The pin hole in blackout glass – spies, zero day exploits and exploding toilets
For the last month I have been following the Vault 7 releases, for those who are unaware of what it is, Vault 7 is the largest treasure trove of hacking and vulnerability tools used by agencies such as the CIA, NSA and GCHQ.
The source of this repository is currently unconfirmed, but it has been distributed by WikiLeaks – an organisation notorious for obtaining and circulating secret government information from around the world. WikiLeaks’ tagline is ‘we open government’ – and Vault 7 clearly plays into this ambition.
Vault 7 (also known as Year Zero) is the largest ever publication of highly confidential information from the US Central Intelligence Agency (CIA). What makes it so interesting and shocking is that this level of competency and mass of tools would normally only be collected by the US National Security Agency (NSA), which is known for building targeted hacking and vulnerability tools. To give an idea of the scale, to date the CIA has created more lines of code than Facebook.

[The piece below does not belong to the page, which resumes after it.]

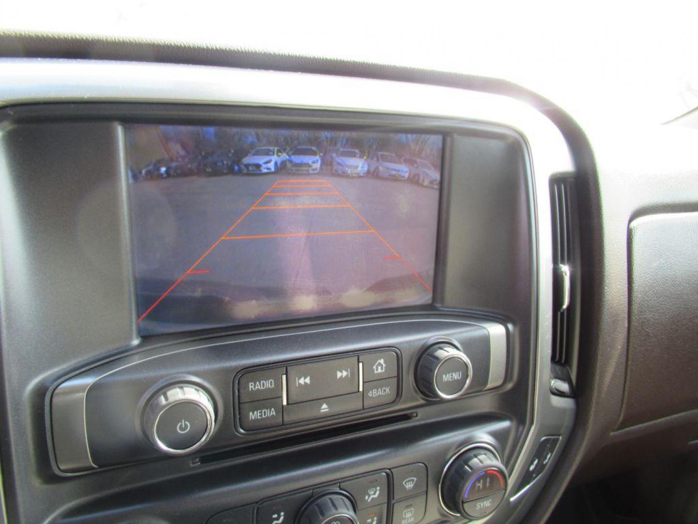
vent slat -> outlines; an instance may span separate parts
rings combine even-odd
[[[570,210],[570,187],[571,182],[558,180],[552,182],[550,188],[551,208],[553,220],[553,347],[551,358],[556,364],[567,363],[569,351],[570,319],[567,309],[560,311],[563,285],[560,278],[560,266],[570,266],[572,261],[572,224]]]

The 7818 documents that comprise Vault 7 cover the period from 2013 to 2016, and include targeted hacks on Samsung TVs, iPhones, Android, Cisco routers, plus many more. Where this takes a swift dark turn is the fact that the CIA hoarded many Zero Day vulnerabilities in systems many of us use.
That should send your spy senses tingling, in true James Bond-style!
During the Obama administration the U.S. government made a commitment to advise vendors of Zero Day exploits rather than keeping and using them. As a result of the CIA failing to do so, many holes within systems remained unpatched for years. And if the CIA can find and exploit a security vulnerability, there is very little to stop an unethical hacking outfit doing the same.
Time to pack up and head off to your secret bunker? Maybe not quite yet…
Many, but not all, of the security vulnerabilities released as part of Vault 7 were patched long ago. And the chances of you or I being targeted by the NSA, CIA or GCHQ are extremely slim – unless you really are James Bond (!), or behave in an appropriately suspicious or clandestine manner.
All of the common ways of protecting yourself and your organisation still apply.
Keeping systems patched remains paramount – patch Tuesday should never be missed! Every organisation should always use the most stable patched version of firmware, software and hardware.
You should also sign up to services such as the FortiGuard Threat Intelligence Brief a weekly email highlighting the latest security issues and trends.
Use 2FA (two factor authentication) wherever possible – something you know and something you don’t know which changes every time you use it is far superior to the regular password.
Be wary of email attachments, even from people you know. In order to mitigate the threat of malware entering your company via email ensure that you have a complete anti-virus and sandboxing solution.
Always use a firewall, and not just in the workplace. The rise of IoT means that it will soon be possible to hack all sorts of household appliances and objects, including your toilet (the consequences of which I won’t go into detail about, but you get the jist.)
The choice of firewalls available is huge, but as a bare minimum you should at least set up the firewall included in your home router. It won’t feature the next generation structures needed to fully protect your digital assets, but it is better than nothing.
If a firewall is like a pane of glass, allowing you to view the outside world and the outside world to see in (albeit from a distance), a correctly configured firewall is like a blacked out pane of glass which only allows you to see out. Your priority is not to allow pin holes to appear in that glass.
Stay updated and drive security policy management with solutions such as those provided by Tufin. Complexity drives mistakes and circumvention – keep it simple, use best practice methods and use the GUI if available.
Oh, and don’t have nightmares, all of the above will help to ensure you don’t get caught in the crypts and catacombs of releases from Vault 7, or anywhere else for that matter.